Nominato Capitano anziano della Guardia Nazionale di Sant’Angelo,
egli assurse nuovamente agli onori della cronaca per un episodio
clamoroso avvenuto nel 1861, quando offrì le sue spalline
di Capitano a Pio IX in segno di devozione alla causa pontificia
e di netto rifiuto del nuovo stato unitario realizzato a spese
dei territori del Papa-Re. A causa di questo e di altri minori
episodi egli venne degradato per ordine del Re e ridotto a guardia
semplice. |
Continuò comunque la sua opera di consigliere
comunale e di assessore ininterrottamente per altri trent’anni.
Per alcuni decenni ricoprì anche la carica di deputato provinciale
come rappresentante del mandamento di Sant’Angelo, a ulteriore
conferma della fiducia ivi riscossa. Ingegnere comunale per molti
anni contribuì alla realizzazione della prima linea tramviaria
Sant’Angelo-Lodi-Crema, della strada provinciale Melegnano-Sant’Angelo
per Corteolona e della provinciale Sant’Angelo-San Colombano.
Ma l’opera che a 127 anni dalla sua realizzazione rimane ancora
oggi a testimonianza della sua attività a Sant’Angelo
è l’orologio a quattro facciate che dalla sommità
del campanile ha scandito il tempo per tante generazioni di barasini.
Sentiamo come lo stesso Rozza nel 1989 ricordava la sua opera: “Il
paese manca d’orologio pubblico. Non più riconoscibile
l’esistente al di sotto delle campane della torre parrocchiale
sia per lo stato ammalorato del quadrante, sia per il rialzo del fabbricato
Bassi detto del Prestino Vecchio in tramontana del Sacrato (...) propongo
la formazione dei quadranti per ciascun finestrone (...). Durai due
anni di fatica a fare entrare nei miei la possibilità. Venuto
in paese l’avv. Francesco Cortese, nominato sindaco, questi
la intuì, e l’opera venne eseguita. Ed ecco dal 1865
in poi i quadranti del diametro di m. 3 prospicienti i quattro lati
del paese, ed a tutti visibili (...). Lode ad un meccanico prussiano
di cui non mi ricordo il nome, che si prestò per il movimento
delle quattro sfere; al defunto pittore Savarè Giovanni Battista,
che fece e dipinse i quadranti; al pure defunto Savarè Tommaso,
che ne ideò e ne pose in opera le sfere; ed al parimenti defunto
capomastro Cantoni Giacomo, che eseguì tutto il resto”.
Come uomo politico Rozza fu per tutta la vita ossessionato dall’idea
della massoneria come male assoluto, vero anticristo a cui egli ascriveva
tutti i rivolgimenti politici e sociali dell’epoca.
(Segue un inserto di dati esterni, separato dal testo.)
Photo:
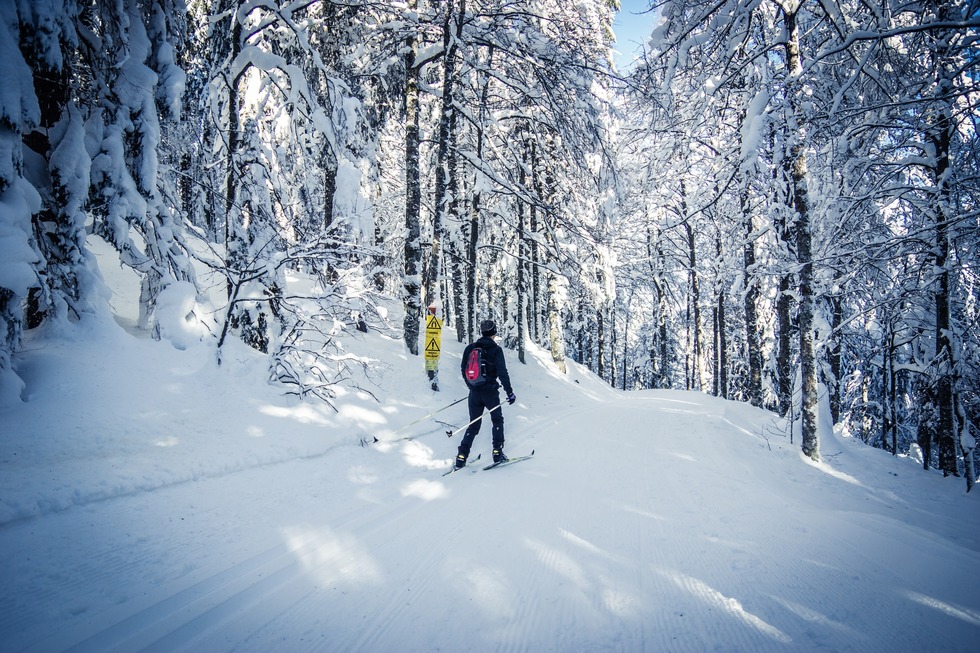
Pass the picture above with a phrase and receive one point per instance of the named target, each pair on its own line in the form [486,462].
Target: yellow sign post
[433,342]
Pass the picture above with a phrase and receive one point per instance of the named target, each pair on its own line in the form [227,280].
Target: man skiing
[483,395]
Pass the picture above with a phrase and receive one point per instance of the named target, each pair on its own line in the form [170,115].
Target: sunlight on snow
[303,413]
[417,454]
[488,591]
[358,414]
[425,489]
[558,562]
[330,557]
[827,469]
[719,600]
[813,616]
[957,613]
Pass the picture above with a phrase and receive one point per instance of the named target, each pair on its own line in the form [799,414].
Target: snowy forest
[776,204]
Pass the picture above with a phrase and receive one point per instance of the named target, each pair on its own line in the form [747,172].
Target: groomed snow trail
[649,522]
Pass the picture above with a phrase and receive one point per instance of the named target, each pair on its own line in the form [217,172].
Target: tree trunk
[413,201]
[808,356]
[750,298]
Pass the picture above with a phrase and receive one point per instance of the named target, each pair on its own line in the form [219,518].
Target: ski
[454,468]
[509,461]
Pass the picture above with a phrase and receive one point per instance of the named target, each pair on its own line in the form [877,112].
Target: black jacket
[496,366]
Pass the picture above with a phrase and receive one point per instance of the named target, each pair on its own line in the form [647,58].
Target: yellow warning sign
[433,341]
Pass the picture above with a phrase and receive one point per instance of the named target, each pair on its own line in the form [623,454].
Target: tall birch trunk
[412,283]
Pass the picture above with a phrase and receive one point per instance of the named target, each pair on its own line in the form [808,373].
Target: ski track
[587,572]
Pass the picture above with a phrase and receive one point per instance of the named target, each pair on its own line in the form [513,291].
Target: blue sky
[632,29]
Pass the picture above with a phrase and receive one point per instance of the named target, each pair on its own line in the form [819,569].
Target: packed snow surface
[152,500]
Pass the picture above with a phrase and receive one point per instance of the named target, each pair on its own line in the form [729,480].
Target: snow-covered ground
[150,500]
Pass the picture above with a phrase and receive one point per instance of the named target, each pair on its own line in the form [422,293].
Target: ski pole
[450,434]
[425,417]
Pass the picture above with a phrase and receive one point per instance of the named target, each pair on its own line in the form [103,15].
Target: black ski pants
[481,399]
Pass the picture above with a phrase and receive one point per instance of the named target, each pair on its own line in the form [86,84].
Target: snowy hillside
[150,500]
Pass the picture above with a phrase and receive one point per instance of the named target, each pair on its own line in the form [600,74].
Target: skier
[484,396]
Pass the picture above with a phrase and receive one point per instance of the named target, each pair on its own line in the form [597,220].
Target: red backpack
[476,367]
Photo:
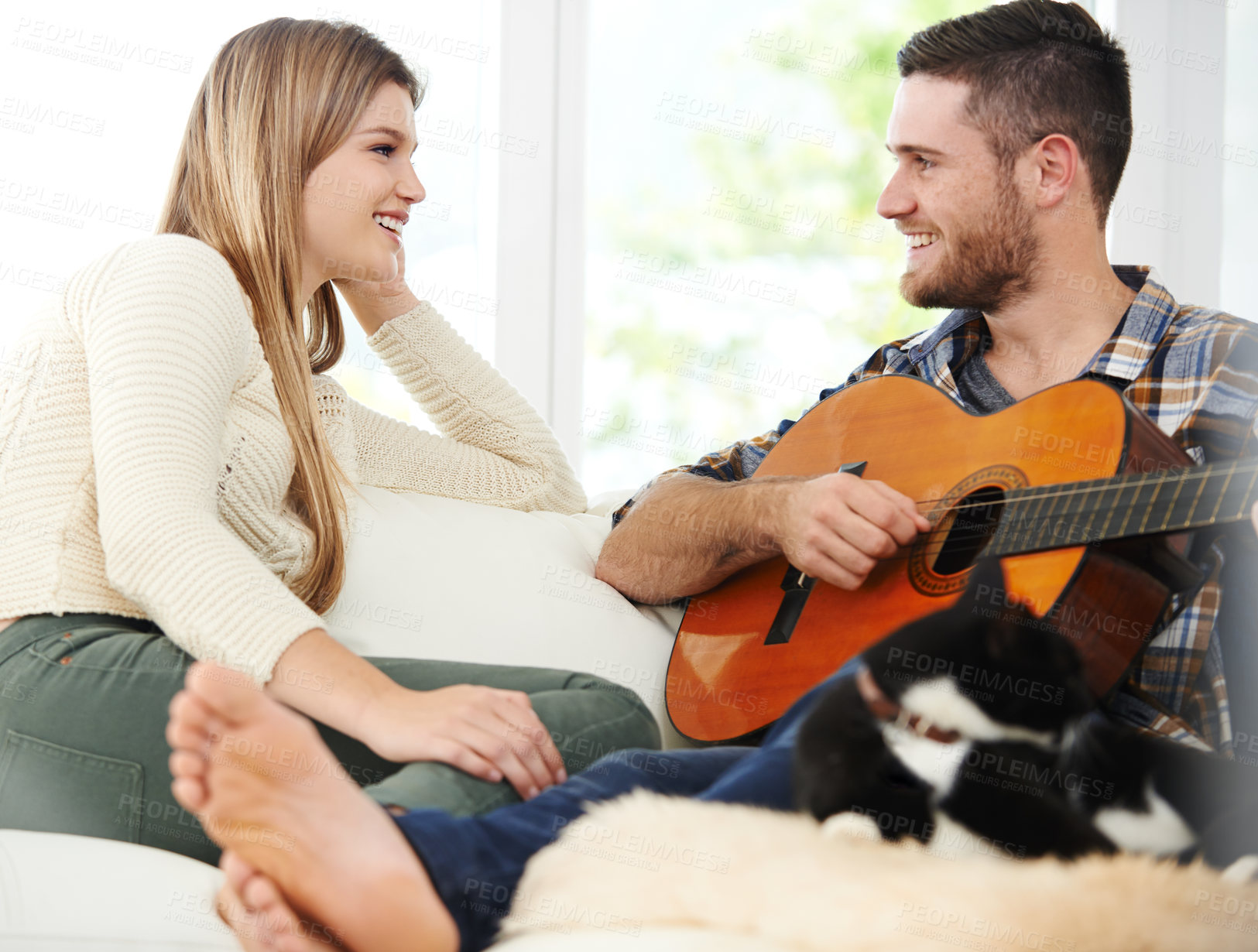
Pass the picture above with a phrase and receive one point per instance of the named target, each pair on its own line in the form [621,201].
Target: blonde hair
[278,98]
Considerava
liberali, mazziniani, garibaldini come altrettanti tentacoli manovrati
dalle logge massoniche, giurate nemiche del Papa e della Chiesa. Questa
idea semplicistica dell’unità d’Italia, come frutto
di un complotto ordito da società occulte, gli impedì
di comprendere i rivolgimenti sociali che ne seguirono. Tramontati
gli ideali risorgimentali, al primo manifestarsi del movimento libertario
e socialista negli anni ‘89 e ‘90 dell’Ottocento
reagì condannandoli senza appello, insieme a tutto il portato
della nascente civiltà industriale, a cominciare dalla stessa
classe operaia delle città.
Ad essa contrapponeva i virtuosi contadini del buon tempo antico,
pronti a lavorare in cascina senza lamentarsi, soddisfatti del poco
che avevano e anzi grati al loro padrone, rispettosi delle gerarchie,
ligi agli autentici valori cristiani.
Con queste ferme convinzioni, ormai ottantacinquenne, sopravvissuto
alla sua stessa generazione, l’ing. Francesco Rozza si spegneva
alla fine di settembre 1898, quando la questione sociale esplodeva
drammaticamente con i moti popolari per il pane, le cannonate di Bava
Beccaris a Milano e le numerose vittime.